Bei den größten deutschen Konzernen dürften Studienabschließer auch künftig noch gute Chancen haben. Auch wenn es mancherorts Zähneknirschen über die Mehrkosten gibt, wollen sie ihre Vergabepraxis im Großen und Ganzen beibehalten, wie auch eine «Spiegel»-Umfrage ergab.
«Wir werden unsere Praxis nicht ändern, weil wir der Meinung sind, dass das ein wichtiger Teil der beruflichen und akademischen Ausbildung ist», sagt beispielsweise ein Sprecher des Autobauers BMW. Von den jährlich rund 4000 Praktika bei dem weiß-blauen Autobauer dürfte rund die Hälfte künftig unter die Mindestlohn-Regelung fallen.
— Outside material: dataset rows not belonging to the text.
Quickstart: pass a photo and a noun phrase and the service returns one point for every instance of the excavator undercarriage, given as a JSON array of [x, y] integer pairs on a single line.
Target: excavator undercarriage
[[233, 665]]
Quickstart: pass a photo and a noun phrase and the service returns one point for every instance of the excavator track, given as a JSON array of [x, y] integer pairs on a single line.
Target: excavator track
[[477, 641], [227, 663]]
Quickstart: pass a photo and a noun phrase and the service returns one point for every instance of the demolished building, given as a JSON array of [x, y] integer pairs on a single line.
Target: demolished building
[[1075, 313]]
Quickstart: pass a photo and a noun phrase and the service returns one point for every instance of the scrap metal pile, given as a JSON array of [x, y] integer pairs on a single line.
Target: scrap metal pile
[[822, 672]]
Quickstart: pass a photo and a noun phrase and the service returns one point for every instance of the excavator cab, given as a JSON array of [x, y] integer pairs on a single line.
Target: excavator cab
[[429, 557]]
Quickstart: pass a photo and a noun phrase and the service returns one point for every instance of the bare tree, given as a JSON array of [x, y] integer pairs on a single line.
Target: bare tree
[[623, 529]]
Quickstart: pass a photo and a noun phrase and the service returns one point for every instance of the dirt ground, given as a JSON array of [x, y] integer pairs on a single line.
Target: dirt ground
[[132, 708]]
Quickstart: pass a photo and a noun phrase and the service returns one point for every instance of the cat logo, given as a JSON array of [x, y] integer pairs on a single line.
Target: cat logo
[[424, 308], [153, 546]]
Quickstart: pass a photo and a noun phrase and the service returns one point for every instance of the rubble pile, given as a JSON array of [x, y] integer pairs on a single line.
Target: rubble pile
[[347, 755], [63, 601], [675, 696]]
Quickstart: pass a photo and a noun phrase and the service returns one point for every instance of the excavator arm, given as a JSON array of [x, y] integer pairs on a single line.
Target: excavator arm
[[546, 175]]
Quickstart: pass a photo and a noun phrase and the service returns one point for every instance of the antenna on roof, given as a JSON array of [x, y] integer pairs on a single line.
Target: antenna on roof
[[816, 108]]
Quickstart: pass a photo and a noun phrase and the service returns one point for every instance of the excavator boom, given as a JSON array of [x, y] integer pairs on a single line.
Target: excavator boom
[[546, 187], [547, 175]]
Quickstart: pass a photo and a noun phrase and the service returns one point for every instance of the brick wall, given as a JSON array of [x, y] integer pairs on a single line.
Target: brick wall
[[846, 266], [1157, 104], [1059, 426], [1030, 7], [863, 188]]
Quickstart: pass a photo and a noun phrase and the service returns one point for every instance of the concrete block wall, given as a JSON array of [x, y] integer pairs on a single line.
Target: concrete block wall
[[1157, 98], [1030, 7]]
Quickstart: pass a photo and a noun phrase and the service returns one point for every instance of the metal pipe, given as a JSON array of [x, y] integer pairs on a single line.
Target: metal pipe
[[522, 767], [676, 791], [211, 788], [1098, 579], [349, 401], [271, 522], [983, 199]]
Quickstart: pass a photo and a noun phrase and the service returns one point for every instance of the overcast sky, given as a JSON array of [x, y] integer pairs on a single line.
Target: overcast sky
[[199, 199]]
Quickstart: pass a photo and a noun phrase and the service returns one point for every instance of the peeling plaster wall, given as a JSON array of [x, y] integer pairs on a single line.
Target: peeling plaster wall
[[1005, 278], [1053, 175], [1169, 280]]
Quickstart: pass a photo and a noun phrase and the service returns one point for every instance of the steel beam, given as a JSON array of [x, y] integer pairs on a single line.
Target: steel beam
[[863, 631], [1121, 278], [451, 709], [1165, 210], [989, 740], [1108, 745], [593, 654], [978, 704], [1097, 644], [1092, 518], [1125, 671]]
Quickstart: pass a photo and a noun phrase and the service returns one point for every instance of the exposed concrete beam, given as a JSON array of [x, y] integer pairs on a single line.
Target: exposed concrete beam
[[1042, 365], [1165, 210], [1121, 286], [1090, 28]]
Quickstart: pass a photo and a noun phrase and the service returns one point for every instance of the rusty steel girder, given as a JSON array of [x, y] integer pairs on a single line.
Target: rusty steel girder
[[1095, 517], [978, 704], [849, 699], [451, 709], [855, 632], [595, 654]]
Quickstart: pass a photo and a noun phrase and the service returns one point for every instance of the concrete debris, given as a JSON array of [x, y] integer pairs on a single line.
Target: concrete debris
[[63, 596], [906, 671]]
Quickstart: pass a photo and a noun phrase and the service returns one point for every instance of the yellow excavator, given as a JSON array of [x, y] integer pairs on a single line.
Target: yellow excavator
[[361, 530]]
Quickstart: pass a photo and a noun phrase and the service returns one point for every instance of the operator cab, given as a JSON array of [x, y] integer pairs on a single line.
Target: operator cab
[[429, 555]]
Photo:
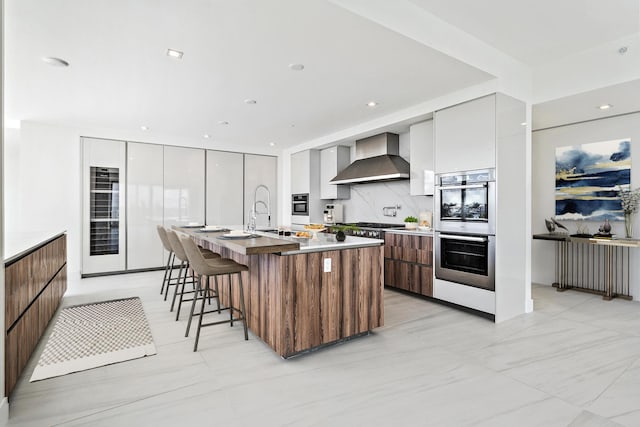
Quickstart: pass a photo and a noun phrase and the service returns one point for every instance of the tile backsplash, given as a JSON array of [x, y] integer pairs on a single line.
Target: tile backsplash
[[367, 201]]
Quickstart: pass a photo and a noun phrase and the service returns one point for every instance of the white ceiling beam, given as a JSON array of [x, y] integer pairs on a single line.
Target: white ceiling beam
[[412, 21]]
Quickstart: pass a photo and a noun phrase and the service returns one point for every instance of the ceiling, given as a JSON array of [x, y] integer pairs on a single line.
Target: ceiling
[[120, 77], [541, 31]]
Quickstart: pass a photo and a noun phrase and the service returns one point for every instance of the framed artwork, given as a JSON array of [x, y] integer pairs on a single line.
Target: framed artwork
[[588, 177]]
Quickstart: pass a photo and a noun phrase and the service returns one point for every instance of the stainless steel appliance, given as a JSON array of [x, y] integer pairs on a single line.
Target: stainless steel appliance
[[372, 230], [466, 259], [464, 241], [300, 204], [465, 202], [333, 213]]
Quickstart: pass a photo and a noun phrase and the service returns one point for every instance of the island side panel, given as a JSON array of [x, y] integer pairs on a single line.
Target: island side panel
[[323, 307], [262, 292]]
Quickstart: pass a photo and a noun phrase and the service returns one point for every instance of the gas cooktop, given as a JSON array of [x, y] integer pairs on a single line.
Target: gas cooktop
[[373, 225]]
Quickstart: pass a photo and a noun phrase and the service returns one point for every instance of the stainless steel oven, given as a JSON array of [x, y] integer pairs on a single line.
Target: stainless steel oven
[[466, 259], [300, 204], [465, 202]]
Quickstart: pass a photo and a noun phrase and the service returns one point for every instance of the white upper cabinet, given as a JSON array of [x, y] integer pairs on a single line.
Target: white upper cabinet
[[465, 136], [184, 179], [260, 172], [145, 198], [225, 176], [421, 156], [333, 160]]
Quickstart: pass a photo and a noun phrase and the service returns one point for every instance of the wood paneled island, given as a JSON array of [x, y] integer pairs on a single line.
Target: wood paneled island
[[292, 303]]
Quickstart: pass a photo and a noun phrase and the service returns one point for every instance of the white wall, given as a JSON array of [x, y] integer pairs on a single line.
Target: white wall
[[543, 191]]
Auch die Allianz plant keine Einschränkungen. Rund 800 Euro bekommen Absolventen eines Pflichtpraktikums bei dem Münchner Versicherungsriesen, für ein freiwilliges Praktikum ist die Bezahlung angesichts des Mindestlohns fast doppelt so hoch.
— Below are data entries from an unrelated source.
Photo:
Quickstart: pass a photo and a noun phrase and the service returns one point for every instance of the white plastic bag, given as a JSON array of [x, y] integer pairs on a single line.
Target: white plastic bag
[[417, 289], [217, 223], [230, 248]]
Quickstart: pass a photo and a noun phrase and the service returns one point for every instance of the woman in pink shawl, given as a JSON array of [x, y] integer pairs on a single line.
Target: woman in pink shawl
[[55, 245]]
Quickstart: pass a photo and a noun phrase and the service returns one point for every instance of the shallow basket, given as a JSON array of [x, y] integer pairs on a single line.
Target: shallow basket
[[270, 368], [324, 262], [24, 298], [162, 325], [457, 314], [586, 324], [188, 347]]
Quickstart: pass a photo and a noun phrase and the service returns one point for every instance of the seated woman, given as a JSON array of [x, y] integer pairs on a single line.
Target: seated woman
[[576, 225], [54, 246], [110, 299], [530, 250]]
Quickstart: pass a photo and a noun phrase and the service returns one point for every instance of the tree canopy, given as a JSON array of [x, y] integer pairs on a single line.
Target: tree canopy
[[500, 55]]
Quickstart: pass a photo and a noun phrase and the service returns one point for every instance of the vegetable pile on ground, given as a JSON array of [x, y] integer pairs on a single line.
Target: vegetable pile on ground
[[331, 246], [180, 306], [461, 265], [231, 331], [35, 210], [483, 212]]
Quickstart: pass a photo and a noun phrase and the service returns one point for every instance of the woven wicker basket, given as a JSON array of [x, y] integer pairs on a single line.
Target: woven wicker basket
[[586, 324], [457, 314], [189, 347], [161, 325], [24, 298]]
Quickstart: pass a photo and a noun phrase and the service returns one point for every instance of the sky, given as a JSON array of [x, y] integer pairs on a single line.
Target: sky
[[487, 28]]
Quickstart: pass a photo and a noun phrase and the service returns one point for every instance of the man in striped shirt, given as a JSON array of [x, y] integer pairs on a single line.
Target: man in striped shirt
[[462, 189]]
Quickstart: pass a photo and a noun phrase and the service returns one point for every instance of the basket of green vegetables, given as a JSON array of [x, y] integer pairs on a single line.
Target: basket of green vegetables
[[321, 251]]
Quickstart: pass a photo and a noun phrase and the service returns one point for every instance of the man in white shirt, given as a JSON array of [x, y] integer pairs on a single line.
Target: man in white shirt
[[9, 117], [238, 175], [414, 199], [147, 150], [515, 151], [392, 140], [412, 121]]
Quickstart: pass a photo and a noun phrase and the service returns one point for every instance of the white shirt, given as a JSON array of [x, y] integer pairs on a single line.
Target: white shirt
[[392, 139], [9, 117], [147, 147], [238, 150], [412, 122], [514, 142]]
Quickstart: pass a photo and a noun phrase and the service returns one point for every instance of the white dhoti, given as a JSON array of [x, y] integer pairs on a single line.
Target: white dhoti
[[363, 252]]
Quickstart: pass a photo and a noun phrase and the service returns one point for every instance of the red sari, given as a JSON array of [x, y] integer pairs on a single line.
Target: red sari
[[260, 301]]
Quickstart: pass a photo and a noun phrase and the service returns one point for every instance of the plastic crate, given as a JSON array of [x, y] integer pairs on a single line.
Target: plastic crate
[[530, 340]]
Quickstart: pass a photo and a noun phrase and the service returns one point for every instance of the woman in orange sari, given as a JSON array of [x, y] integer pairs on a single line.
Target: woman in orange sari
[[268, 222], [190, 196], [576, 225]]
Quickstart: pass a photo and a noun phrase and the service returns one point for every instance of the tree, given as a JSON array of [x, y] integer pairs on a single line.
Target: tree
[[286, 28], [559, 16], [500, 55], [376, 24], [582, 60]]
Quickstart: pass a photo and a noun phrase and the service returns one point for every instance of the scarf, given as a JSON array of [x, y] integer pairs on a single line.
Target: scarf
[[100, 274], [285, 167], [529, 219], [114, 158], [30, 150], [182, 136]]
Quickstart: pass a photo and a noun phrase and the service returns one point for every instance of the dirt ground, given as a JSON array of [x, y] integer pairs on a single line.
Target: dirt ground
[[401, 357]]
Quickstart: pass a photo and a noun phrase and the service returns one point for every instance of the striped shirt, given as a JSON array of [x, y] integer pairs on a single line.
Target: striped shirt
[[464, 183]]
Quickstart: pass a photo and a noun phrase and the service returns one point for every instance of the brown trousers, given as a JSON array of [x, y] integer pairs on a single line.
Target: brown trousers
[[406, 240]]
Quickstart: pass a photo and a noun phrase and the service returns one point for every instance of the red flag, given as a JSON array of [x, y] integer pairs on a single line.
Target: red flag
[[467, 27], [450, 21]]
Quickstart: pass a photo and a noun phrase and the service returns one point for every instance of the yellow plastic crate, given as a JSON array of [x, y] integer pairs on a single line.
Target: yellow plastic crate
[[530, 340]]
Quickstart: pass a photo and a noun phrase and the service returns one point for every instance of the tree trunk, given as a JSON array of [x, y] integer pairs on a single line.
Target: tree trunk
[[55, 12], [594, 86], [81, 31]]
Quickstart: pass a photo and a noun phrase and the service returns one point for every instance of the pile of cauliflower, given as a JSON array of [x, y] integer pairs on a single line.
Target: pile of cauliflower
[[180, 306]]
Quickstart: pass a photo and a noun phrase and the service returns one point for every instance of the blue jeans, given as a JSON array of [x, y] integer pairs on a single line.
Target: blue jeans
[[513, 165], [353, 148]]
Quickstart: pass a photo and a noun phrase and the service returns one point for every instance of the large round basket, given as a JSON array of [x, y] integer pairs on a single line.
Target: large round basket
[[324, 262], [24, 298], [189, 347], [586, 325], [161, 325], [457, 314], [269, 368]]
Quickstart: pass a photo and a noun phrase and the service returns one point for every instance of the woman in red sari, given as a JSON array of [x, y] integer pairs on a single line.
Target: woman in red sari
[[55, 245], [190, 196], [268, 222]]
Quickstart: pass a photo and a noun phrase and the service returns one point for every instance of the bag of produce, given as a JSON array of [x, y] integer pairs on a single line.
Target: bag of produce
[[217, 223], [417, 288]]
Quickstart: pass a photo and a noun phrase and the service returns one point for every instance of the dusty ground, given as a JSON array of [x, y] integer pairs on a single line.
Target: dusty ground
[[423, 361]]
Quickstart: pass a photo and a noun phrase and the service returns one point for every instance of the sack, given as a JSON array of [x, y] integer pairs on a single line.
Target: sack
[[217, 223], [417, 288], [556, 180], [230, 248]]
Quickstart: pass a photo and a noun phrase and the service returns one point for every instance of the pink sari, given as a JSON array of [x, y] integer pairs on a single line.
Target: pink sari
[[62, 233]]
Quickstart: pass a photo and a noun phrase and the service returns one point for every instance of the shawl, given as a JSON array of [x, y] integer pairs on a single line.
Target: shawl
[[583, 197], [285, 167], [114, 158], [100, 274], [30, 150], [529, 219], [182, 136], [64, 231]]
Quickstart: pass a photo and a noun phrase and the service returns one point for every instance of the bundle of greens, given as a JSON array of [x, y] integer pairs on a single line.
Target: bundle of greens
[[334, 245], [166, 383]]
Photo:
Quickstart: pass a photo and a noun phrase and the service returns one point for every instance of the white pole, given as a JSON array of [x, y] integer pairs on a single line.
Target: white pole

Andere Unternehmen dagegen wollen schon gewisse Stellschrauben nutzen: Beim Sportartikel-Hersteller Adidas beispielsweise gilt zwar generell weiter die Regel, dass immer der beste Kandidat für eine Position ausgewählt wird, wie eine Unternehmenssprecherin hervorhebt - bei zwei gleichwertigen Bewerbern werde aber derjenige mit einem Pflichtpraktikum bevorzugt.
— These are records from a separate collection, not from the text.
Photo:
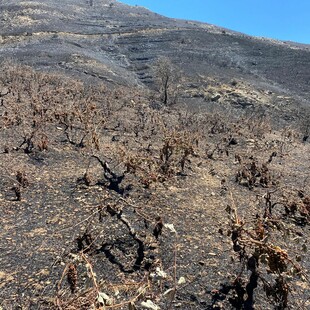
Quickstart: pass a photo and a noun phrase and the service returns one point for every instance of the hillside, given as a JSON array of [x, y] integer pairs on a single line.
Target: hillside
[[150, 163]]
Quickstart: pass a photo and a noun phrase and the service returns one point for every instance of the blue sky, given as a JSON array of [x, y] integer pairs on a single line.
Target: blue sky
[[278, 19]]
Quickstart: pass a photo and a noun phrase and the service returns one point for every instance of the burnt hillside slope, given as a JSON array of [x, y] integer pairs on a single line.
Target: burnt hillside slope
[[112, 41]]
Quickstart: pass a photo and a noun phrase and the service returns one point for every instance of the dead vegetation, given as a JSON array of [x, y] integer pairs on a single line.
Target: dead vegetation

Vor diesen Konsequenzen der Neuregelung warnt auch die Bundesvereinigung der Deutschen Arbeitgeberverbände (BDA). «Der gesetzliche Mindestlohn verteuert freiwillige Praktika, die allein dem Zweck dienen, die Beschäftigungsfähigkeit von Studierenden zu erhöhen», sagt Irene Seling, BDA-Expertin für berufliche Bildung. «Dies führt für Unternehmen zu neuen Belastungen und wird im Ergebnis weniger Praktikumsplätze bedeuten.» Man sei auch in Gesprächen mit der Hochschulrektorenkonferenz, dass Praktika verstärkt in Studienordnungen eingebunden werden. Allerdings müsse darauf geachtet werden, dass sich Studienzeiten dadurch nicht zu sehr verlängern.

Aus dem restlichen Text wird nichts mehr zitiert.